Jona Christians: Zugegeben, ein sehr guter Punkt. Aber wir gehen diesen Trend derzeit bewusst nicht mit. Das lässt sich auch ganz einfach erklären: Denn das autonome Fahren spielt sich aktuell vor allem im Luxussegment ab, mit Fahrzeugpreisen von über 70.000 EUR. Ökonomisch erwarten wir dasselbe Verbreitungsmuster, das bei den meisten technischen Entwicklungen in der Vergangenheit stattgefunden hat: Ein Produkt wird zunächst für das Luxussegment entwickelt und im Zuge von weiteren technischen Innovationen später massentauglich. Sono Motors wird erst in das autonome Fahren einsteigen, wenn es massentauglich wird – und zu diesem Zeitpunkt werden wir mit unserem Sion auch nachziehen können.

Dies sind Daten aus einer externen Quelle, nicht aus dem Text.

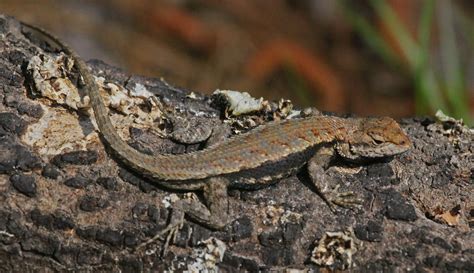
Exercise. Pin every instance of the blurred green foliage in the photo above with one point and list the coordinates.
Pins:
(438, 83)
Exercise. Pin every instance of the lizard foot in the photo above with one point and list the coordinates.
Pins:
(176, 223)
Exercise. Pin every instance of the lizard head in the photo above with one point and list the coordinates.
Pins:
(374, 138)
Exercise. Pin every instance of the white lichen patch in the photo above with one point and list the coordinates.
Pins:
(208, 256)
(239, 103)
(335, 247)
(56, 132)
(50, 79)
(132, 104)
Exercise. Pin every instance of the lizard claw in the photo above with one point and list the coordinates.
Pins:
(172, 229)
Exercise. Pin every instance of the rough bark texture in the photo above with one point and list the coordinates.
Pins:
(81, 210)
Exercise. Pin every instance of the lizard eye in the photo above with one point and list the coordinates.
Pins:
(378, 141)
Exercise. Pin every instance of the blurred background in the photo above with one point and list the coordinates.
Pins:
(371, 57)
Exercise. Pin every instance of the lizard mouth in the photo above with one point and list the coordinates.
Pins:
(386, 149)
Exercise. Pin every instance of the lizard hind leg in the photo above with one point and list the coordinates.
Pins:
(213, 216)
(327, 188)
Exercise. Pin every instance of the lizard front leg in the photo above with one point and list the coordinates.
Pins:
(325, 185)
(213, 214)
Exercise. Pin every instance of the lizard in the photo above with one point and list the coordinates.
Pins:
(250, 160)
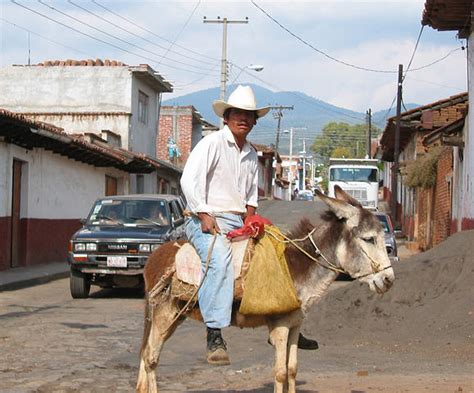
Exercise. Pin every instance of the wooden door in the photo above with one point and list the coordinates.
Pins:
(16, 209)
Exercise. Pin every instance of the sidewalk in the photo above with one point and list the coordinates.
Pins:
(22, 277)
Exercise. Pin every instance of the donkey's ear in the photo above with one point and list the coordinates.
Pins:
(343, 196)
(341, 209)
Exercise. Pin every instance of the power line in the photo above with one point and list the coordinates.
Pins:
(343, 62)
(182, 29)
(111, 35)
(98, 39)
(301, 97)
(437, 61)
(43, 37)
(414, 51)
(319, 50)
(149, 31)
(136, 35)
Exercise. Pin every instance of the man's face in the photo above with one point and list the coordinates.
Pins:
(241, 121)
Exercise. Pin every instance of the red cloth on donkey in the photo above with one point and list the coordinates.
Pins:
(254, 226)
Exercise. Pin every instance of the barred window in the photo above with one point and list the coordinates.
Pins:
(142, 107)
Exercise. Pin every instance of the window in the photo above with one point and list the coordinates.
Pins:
(140, 184)
(142, 107)
(110, 185)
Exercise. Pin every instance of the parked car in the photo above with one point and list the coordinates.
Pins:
(119, 234)
(389, 233)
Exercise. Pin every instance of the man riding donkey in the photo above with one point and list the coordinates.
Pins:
(220, 183)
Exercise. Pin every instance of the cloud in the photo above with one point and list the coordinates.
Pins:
(372, 34)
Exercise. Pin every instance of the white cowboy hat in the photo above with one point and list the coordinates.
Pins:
(242, 98)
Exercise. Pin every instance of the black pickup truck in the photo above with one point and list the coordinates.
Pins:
(116, 239)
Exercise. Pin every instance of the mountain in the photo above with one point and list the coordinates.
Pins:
(308, 112)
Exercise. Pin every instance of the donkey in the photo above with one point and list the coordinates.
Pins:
(350, 239)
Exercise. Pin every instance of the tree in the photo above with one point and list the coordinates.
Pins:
(343, 140)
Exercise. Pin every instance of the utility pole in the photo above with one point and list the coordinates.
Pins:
(396, 149)
(369, 136)
(278, 115)
(304, 165)
(224, 22)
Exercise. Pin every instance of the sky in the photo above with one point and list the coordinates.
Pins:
(344, 52)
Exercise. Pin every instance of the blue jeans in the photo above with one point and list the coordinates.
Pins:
(217, 290)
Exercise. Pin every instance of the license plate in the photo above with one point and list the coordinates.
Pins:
(117, 261)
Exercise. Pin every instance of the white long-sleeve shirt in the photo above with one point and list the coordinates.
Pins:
(219, 177)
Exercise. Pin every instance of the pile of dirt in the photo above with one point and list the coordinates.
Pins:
(431, 301)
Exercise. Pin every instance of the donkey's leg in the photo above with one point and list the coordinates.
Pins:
(279, 339)
(293, 358)
(162, 325)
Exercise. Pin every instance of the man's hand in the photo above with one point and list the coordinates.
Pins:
(208, 223)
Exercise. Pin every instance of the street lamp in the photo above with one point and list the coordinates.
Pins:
(290, 173)
(253, 67)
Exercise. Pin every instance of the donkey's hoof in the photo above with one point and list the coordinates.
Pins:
(218, 357)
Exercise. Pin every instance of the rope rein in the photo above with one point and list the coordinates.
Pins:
(293, 242)
(329, 265)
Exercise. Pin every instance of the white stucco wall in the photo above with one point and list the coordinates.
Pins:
(143, 136)
(65, 89)
(468, 162)
(53, 186)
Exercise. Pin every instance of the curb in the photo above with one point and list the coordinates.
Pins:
(32, 281)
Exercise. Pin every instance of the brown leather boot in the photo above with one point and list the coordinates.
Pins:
(216, 348)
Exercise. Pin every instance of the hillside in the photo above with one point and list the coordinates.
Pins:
(308, 112)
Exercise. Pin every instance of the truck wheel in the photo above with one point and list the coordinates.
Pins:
(79, 284)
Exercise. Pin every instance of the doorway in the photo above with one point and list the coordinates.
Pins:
(16, 214)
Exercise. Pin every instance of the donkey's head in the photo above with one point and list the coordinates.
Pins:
(360, 251)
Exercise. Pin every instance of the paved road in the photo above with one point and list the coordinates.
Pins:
(52, 343)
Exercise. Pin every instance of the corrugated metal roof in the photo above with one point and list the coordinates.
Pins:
(448, 15)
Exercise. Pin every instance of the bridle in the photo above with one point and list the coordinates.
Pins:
(328, 264)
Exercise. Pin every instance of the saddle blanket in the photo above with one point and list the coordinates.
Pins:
(189, 267)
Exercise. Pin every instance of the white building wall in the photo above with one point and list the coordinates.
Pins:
(53, 186)
(143, 136)
(65, 89)
(468, 161)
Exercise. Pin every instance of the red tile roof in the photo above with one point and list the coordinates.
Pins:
(423, 118)
(19, 130)
(88, 62)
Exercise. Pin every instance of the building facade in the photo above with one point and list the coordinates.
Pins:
(48, 182)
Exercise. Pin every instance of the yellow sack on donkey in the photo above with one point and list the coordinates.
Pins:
(268, 287)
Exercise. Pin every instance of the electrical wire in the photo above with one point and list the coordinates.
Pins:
(43, 37)
(182, 29)
(111, 35)
(301, 97)
(439, 60)
(319, 50)
(414, 51)
(149, 31)
(343, 62)
(100, 40)
(136, 35)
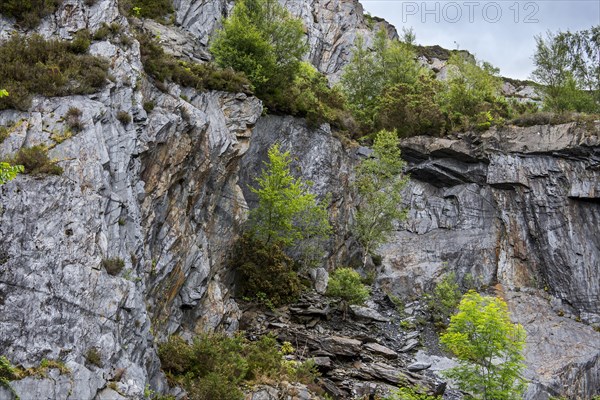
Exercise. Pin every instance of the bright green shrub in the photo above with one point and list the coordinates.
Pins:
(310, 96)
(370, 73)
(155, 9)
(567, 67)
(28, 13)
(345, 283)
(34, 65)
(411, 109)
(215, 366)
(266, 272)
(489, 349)
(113, 265)
(444, 299)
(471, 91)
(287, 212)
(410, 393)
(379, 182)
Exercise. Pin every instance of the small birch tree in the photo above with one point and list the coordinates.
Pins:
(489, 348)
(379, 181)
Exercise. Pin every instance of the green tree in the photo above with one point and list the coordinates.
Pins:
(362, 82)
(472, 88)
(261, 39)
(489, 348)
(345, 283)
(287, 212)
(371, 71)
(379, 181)
(412, 109)
(8, 172)
(444, 299)
(567, 66)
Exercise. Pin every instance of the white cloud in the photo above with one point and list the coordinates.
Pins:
(508, 43)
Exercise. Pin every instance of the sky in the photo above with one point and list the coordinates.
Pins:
(501, 32)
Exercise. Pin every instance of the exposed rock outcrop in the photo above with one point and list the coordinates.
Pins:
(168, 192)
(331, 27)
(519, 207)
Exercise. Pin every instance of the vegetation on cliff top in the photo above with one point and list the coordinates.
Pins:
(33, 65)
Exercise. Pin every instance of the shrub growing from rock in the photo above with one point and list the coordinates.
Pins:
(35, 160)
(215, 366)
(345, 283)
(34, 65)
(164, 67)
(113, 265)
(265, 272)
(29, 13)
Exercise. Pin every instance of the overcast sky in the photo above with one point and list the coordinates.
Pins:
(501, 32)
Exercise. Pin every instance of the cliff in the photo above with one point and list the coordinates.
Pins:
(167, 194)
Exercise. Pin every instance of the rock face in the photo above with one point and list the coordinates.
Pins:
(159, 194)
(331, 26)
(515, 206)
(168, 192)
(320, 158)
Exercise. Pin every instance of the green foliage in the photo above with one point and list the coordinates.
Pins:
(263, 41)
(34, 65)
(379, 181)
(567, 65)
(93, 357)
(444, 299)
(7, 371)
(164, 67)
(215, 366)
(155, 9)
(113, 265)
(488, 346)
(35, 160)
(28, 13)
(310, 96)
(46, 365)
(81, 42)
(370, 73)
(287, 213)
(362, 83)
(412, 109)
(410, 393)
(9, 172)
(345, 283)
(73, 119)
(123, 117)
(265, 273)
(471, 92)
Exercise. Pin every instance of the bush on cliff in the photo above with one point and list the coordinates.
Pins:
(28, 13)
(164, 68)
(263, 41)
(34, 65)
(215, 366)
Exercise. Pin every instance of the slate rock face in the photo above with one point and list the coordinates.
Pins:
(517, 207)
(331, 27)
(159, 194)
(168, 193)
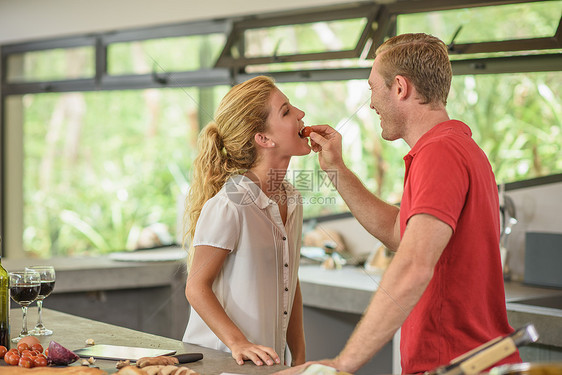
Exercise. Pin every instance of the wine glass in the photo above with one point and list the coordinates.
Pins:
(24, 289)
(47, 274)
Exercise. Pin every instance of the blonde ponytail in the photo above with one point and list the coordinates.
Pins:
(226, 146)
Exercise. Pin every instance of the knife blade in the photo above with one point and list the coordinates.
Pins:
(188, 357)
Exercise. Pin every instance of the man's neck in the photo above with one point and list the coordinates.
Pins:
(423, 121)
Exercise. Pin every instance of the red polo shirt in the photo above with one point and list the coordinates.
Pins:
(448, 176)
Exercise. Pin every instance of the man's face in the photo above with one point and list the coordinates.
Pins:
(384, 102)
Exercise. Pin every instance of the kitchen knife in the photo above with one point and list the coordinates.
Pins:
(188, 357)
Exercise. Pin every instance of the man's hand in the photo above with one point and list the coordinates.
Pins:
(258, 354)
(326, 141)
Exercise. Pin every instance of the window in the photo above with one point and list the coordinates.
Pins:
(51, 65)
(170, 54)
(106, 125)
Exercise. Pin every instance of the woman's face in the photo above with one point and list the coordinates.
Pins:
(284, 124)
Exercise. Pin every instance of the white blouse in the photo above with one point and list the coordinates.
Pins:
(257, 283)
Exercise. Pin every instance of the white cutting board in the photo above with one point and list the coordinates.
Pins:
(117, 352)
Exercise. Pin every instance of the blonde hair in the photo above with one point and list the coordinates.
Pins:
(423, 59)
(226, 145)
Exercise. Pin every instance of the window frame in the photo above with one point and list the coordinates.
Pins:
(228, 70)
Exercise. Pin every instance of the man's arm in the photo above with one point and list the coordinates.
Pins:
(402, 286)
(400, 289)
(376, 216)
(295, 330)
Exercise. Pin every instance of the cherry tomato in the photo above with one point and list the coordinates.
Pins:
(12, 358)
(306, 131)
(25, 362)
(40, 361)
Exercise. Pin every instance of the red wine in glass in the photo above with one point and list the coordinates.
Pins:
(24, 289)
(47, 285)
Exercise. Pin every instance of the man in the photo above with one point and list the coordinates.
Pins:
(444, 286)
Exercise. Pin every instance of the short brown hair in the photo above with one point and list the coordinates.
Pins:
(421, 58)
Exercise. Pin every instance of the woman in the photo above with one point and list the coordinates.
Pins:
(245, 225)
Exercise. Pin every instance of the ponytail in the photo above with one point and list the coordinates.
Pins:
(226, 146)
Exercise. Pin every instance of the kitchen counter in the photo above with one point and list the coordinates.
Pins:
(115, 289)
(72, 331)
(349, 290)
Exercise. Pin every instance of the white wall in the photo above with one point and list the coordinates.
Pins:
(22, 20)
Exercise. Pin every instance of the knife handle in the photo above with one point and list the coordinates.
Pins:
(188, 357)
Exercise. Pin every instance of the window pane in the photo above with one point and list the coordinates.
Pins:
(304, 38)
(51, 65)
(483, 24)
(311, 65)
(168, 54)
(515, 118)
(104, 171)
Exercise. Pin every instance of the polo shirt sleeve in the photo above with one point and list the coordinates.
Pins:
(218, 224)
(439, 182)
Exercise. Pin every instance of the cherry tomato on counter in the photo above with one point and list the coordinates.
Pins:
(40, 361)
(25, 362)
(12, 358)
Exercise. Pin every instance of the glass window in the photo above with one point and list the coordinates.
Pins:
(105, 171)
(515, 118)
(311, 65)
(304, 38)
(168, 54)
(484, 24)
(51, 65)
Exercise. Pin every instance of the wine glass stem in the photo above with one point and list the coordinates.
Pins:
(39, 324)
(24, 322)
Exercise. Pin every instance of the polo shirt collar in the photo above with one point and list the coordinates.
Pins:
(454, 126)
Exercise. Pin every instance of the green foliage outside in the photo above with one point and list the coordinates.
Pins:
(100, 167)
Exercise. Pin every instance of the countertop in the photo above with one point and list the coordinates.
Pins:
(111, 272)
(346, 290)
(350, 290)
(71, 332)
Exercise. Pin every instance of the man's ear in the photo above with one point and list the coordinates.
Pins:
(263, 141)
(403, 87)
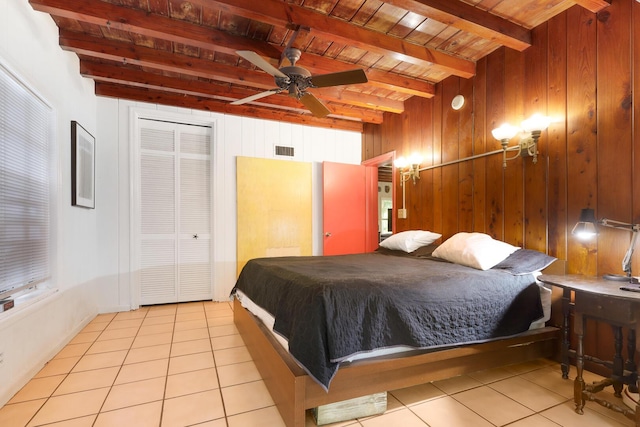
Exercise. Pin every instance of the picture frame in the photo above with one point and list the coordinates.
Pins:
(83, 161)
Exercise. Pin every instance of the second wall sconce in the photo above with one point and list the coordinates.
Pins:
(531, 129)
(409, 168)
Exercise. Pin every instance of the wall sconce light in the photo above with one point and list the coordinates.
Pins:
(409, 168)
(532, 129)
(586, 229)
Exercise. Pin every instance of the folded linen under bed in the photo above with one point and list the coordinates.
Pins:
(332, 308)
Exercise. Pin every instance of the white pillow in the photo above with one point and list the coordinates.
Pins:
(409, 241)
(477, 250)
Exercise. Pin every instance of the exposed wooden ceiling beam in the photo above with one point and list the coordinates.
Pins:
(593, 5)
(165, 28)
(124, 75)
(277, 12)
(208, 104)
(470, 19)
(147, 57)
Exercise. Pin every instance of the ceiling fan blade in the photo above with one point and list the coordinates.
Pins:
(260, 62)
(340, 78)
(314, 105)
(256, 96)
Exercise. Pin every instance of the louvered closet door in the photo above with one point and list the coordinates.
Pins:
(174, 199)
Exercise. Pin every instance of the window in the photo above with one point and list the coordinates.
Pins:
(25, 132)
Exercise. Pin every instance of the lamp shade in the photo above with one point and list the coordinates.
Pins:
(585, 228)
(505, 131)
(400, 163)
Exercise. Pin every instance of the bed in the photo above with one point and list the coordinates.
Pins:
(396, 333)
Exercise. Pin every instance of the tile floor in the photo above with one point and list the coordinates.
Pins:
(186, 365)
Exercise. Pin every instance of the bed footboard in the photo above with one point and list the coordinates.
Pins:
(293, 391)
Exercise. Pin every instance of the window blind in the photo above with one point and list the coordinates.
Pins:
(25, 132)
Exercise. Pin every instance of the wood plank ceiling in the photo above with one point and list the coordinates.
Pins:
(184, 52)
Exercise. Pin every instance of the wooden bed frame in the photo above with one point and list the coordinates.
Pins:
(293, 391)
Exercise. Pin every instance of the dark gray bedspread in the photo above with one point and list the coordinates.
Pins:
(330, 308)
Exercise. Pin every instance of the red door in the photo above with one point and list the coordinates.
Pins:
(344, 208)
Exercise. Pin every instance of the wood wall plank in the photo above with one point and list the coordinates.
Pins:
(556, 146)
(614, 130)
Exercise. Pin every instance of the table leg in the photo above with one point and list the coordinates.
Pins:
(617, 368)
(566, 306)
(578, 385)
(630, 364)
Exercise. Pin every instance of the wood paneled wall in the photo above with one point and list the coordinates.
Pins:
(583, 70)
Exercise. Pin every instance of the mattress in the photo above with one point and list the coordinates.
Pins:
(336, 309)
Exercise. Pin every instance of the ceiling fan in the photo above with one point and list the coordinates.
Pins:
(296, 80)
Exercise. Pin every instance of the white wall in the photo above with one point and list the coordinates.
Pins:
(33, 333)
(234, 136)
(91, 262)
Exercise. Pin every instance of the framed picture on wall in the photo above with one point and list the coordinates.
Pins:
(83, 161)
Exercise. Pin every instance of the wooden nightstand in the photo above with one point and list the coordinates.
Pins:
(602, 300)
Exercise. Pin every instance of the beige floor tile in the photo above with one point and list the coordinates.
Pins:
(100, 360)
(534, 421)
(190, 307)
(190, 335)
(87, 380)
(566, 416)
(142, 371)
(145, 354)
(246, 397)
(228, 341)
(95, 327)
(447, 412)
(69, 406)
(131, 394)
(160, 328)
(493, 406)
(112, 334)
(145, 415)
(76, 422)
(418, 394)
(38, 388)
(161, 311)
(130, 315)
(125, 324)
(110, 345)
(190, 347)
(159, 320)
(71, 350)
(532, 365)
(402, 417)
(232, 355)
(220, 331)
(238, 373)
(191, 382)
(491, 375)
(151, 340)
(533, 396)
(58, 367)
(19, 414)
(219, 322)
(190, 362)
(266, 417)
(187, 325)
(105, 317)
(192, 409)
(189, 316)
(551, 379)
(85, 337)
(457, 384)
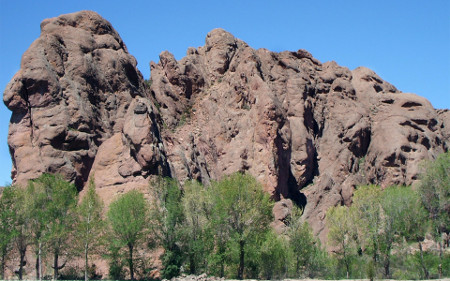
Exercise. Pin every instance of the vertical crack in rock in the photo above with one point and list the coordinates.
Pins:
(308, 131)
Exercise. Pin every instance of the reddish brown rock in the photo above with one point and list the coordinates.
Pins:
(308, 131)
(79, 100)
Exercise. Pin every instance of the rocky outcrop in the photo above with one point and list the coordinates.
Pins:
(308, 131)
(79, 106)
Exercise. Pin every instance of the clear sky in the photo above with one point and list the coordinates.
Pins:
(406, 42)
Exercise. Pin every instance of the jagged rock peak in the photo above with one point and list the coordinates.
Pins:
(310, 132)
(79, 106)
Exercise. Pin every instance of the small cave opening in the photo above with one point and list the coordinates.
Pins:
(295, 194)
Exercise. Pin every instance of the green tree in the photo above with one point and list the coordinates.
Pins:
(56, 199)
(242, 211)
(274, 256)
(128, 220)
(22, 226)
(305, 246)
(434, 190)
(196, 230)
(341, 232)
(167, 220)
(90, 224)
(7, 217)
(403, 217)
(366, 214)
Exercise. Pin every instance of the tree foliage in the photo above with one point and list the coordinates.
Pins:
(128, 220)
(167, 218)
(90, 224)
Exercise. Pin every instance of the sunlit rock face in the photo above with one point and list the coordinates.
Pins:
(308, 131)
(79, 106)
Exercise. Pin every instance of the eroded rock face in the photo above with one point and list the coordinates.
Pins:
(79, 107)
(309, 131)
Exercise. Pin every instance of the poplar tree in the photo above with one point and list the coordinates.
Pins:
(90, 224)
(7, 217)
(127, 217)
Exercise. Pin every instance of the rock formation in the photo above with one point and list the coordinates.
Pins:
(308, 131)
(79, 106)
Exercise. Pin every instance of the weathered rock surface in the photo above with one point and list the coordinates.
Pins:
(79, 107)
(308, 131)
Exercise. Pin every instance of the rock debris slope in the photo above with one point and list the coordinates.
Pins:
(307, 130)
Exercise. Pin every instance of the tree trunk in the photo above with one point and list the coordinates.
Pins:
(55, 266)
(22, 262)
(38, 277)
(130, 261)
(192, 267)
(241, 260)
(3, 265)
(425, 271)
(387, 263)
(440, 259)
(40, 260)
(86, 262)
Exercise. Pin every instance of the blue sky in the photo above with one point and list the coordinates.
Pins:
(406, 42)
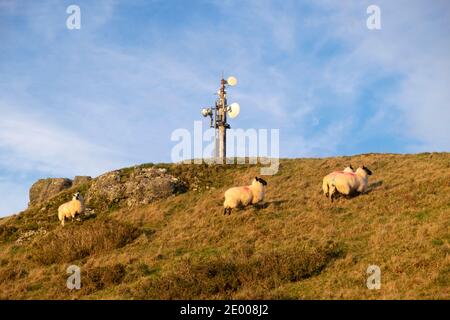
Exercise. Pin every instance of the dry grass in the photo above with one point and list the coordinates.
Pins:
(297, 246)
(74, 243)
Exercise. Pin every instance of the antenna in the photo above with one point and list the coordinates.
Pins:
(218, 117)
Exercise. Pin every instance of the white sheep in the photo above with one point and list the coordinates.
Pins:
(350, 183)
(71, 208)
(244, 196)
(327, 179)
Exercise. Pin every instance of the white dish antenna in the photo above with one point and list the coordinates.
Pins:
(233, 110)
(232, 81)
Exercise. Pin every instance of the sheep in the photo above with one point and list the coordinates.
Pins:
(350, 183)
(71, 208)
(349, 169)
(327, 179)
(244, 196)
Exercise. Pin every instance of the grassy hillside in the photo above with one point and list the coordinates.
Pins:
(297, 246)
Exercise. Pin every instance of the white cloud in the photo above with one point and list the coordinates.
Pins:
(31, 143)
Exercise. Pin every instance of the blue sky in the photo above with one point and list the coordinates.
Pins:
(82, 102)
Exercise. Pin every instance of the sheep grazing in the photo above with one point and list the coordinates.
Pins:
(349, 169)
(71, 209)
(349, 183)
(327, 179)
(244, 196)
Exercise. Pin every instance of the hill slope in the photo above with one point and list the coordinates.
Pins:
(298, 245)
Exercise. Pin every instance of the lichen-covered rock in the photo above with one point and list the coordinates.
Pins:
(44, 189)
(131, 187)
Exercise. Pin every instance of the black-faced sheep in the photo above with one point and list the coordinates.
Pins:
(347, 183)
(71, 208)
(244, 196)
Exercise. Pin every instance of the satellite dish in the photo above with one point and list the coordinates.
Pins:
(232, 81)
(206, 112)
(233, 110)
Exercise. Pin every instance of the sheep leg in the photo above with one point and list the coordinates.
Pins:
(331, 192)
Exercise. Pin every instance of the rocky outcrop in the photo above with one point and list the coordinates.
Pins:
(132, 187)
(44, 189)
(79, 180)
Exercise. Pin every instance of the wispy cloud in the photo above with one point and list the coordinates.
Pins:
(110, 94)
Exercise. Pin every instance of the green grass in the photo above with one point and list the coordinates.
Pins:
(297, 246)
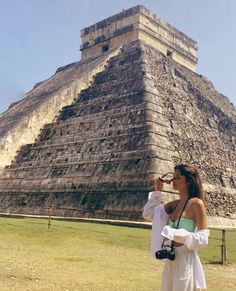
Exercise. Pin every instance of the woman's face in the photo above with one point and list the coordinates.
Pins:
(179, 182)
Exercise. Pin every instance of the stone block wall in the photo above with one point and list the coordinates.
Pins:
(141, 115)
(21, 124)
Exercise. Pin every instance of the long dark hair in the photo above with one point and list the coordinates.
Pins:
(192, 178)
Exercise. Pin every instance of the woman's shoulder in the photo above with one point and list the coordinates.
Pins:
(170, 206)
(196, 204)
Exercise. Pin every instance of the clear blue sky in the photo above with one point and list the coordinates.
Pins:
(38, 36)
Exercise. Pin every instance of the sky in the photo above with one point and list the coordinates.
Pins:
(38, 36)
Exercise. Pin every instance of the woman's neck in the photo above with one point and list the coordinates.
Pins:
(183, 196)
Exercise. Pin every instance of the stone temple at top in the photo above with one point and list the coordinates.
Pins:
(139, 23)
(90, 140)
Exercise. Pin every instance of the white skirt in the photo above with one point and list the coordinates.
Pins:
(178, 274)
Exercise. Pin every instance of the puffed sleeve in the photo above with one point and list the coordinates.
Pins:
(154, 199)
(193, 240)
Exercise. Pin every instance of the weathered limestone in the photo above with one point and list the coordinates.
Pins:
(138, 23)
(142, 113)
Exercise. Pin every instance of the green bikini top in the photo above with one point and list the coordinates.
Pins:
(186, 223)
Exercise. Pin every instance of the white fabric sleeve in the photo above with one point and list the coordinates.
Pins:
(154, 199)
(193, 240)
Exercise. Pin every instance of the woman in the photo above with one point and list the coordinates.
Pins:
(183, 224)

„Sono Motors wird erst in das autonome Fahren einsteigen, wenn es massentauglich wird – und zu diesem Zeitpunkt werden wir mit unserem Sion auch nachziehen können.“ Jona Christians
Jona Christians

Wirtschaftsforum: Unter Fahrzeugherstellern gibt es gerade einen fast schon philosophischen Disput: Die einen wollen das Auto zum bloßen Nutzgegenstand machen, die anderen es als sinnliches Freizeitobjekt für Spaß und Lebensfreude bewahren. Lassen Ihre Slogans „Driven by the Sun“ und „Unendliche Mobilität“ den Schluss zu, dass Sie Ihren Sion eher im Sinne von Nutzbarkeit als im Sinne von Freude am Fahren betrachten? 

Jona Christians: Das Auto wird seine Hauptrolle als dominantes Fahrzeug in der Mobilität immer mehr verlieren und stattdessen Teil eines gesamtheitlichen Mobilitätskonzepts sein. Gleichzeitig wollen wir unseren Sion aber nicht als reinen Nutzgegenstand verstanden wissen, sondern vielmehr auch eine menschliche Komponente zeigen, eine gewisse Einfachheit. Wir wollen keinen Sportwagen in Klein nachbauen, sondern ein Fahrzeug, das seinen Fahrer von A nach B bringt und in dem man sich wohlfühlen kann. In dem Segment, in dem wir uns bewegen – Familien, Städter, Pendler, – besteht die Hauptanforderung darin, für Übersichtlichkeit im Fahrzeug sowie für ein funktionales Design zu sorgen. Wenn Sie im Sion sitzen, haben Sie auf jedem Sitz viel Platz, im Fahrzeug ist viel Licht, es ist angenehm und gemütlich: menschlich, aber nicht verspielt.

Jona Christians
„Das Auto wird seine Hauptrolle als dominantes Fahrzeug in der Mobilität immer mehr verlieren und stattdessen Teil eines gesamtheitlichen Mobilitätskonzepts sein.“ Jona Christians

Für uns ist das Auto aber nur ein Puzzlestück. Wir wollen nicht den Trend mitgehen und so viele Fahrzeuge wie möglich produzieren und auf die Straße stellen. Stattdessen wollen wir nachhaltige Mobilität anbieten. In Zukunft wird Sono Motors auch für Mobilitätsdienstleistungen stehen.